According to the courts the local equivalent of safe harbour laws (specifically in this case, Restricted liability upon provision of information storage service [2]) does not apply because [3 & 4]:
Portal owner in this case isn’t a “hosting provider”, as defined by law [2]:
§ 10. (1) 1) the provider does not have actual knowledge of the contents of the information and, as regards claims for the compensation of damage, is not aware of facts or circumstances from which the illegal activity or information is apparent
Portal owner has ability to remove comments according to the rules they’ve decided on.
The actual authors of the comments could not modify or delete their comments once
they were posted, only Delfi had the technical means to do this.
Delfi was also found to have financial interest in leaving up controversial (and possibly illegal) comments. Estonian new websites are littered with ads, and more comments -> more clicks -> more profit! Hence the monetary compensation.

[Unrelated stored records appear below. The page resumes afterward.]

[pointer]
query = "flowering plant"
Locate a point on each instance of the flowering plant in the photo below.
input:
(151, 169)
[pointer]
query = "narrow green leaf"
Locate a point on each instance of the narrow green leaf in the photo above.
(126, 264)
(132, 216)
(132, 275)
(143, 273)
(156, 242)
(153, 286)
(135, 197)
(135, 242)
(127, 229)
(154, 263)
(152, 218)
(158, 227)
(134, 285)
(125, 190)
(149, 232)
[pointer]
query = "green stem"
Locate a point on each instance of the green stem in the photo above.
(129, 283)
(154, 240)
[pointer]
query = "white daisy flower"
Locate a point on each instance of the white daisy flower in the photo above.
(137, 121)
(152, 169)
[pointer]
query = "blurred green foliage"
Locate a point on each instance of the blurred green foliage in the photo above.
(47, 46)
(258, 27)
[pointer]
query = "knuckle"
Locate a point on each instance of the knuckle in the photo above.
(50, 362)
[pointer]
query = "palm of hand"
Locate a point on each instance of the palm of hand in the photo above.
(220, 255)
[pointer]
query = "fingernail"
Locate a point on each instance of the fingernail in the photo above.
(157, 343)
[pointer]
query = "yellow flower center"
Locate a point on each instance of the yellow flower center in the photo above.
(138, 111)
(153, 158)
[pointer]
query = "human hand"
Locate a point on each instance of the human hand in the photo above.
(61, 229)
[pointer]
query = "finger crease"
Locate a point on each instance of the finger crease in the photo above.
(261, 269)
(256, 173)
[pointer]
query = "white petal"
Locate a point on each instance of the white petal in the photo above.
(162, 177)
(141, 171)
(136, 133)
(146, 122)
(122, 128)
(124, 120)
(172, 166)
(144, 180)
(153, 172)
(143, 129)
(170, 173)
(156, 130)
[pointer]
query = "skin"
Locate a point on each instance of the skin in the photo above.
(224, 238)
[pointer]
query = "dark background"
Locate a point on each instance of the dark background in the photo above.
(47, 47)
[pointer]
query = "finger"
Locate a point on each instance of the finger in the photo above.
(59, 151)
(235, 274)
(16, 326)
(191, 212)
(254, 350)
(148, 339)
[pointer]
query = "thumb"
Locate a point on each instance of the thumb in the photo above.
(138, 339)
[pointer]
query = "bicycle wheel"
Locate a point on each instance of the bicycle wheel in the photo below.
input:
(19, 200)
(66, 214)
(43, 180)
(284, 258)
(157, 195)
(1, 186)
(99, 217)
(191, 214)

Lastly, there’s also the local element. Estonian internet comments (especially on Delfi) are 100 times worse than what you can consider the worst of youtube comments (NO EXAGGERATION). It was so bad, that (as noted by the human rights court’s press release [4]):

in September 2005, the Estonian Minister of Justice had had to respond to public criticism and concern about incessant taunting on public websites in Estonia, Delfi having been named as a source of brutal and arrogant mockery. In his response the Minister of Justice noted that victims of insults could bring a suit against Delfi and claim damages.

Also the 20 comments are documented and translated at http://hudoc.echr.coe.int/sites/eng/pages/search.aspx?i=001-155105#_Toc422230309

And lastly to repeat, “this does not say anything about the laws of other countries, does not create an obligation for other countries to enact similar laws, and does in particular not create any obligations for website owners”

– t2t2 from the virtual e-estonia


Existing delivery trucks could be outfitted to support two drones. As a driver enters a dense delivery area/neighborhood he would send off his two drones to deliver smaller packages, and meet back up with him after 2 or 3 of his own deliveries have been completed. The truck could serve as a short range communications beacon/status monitor for the drones, as well as a recharging station.

Ron writes:

Fly the package to the (locked ) backyard…

Better yet, purchase a Bluetooth powered box that clips on your garage door opener button and the drone can open the garage, place the package inside & close the door, then return to meet up with the self driving UPS truck for a recharge before its next delivery.

Or put a “storage shed/box” in the back yard with a drone landing pad on the roof that opens for deliveries.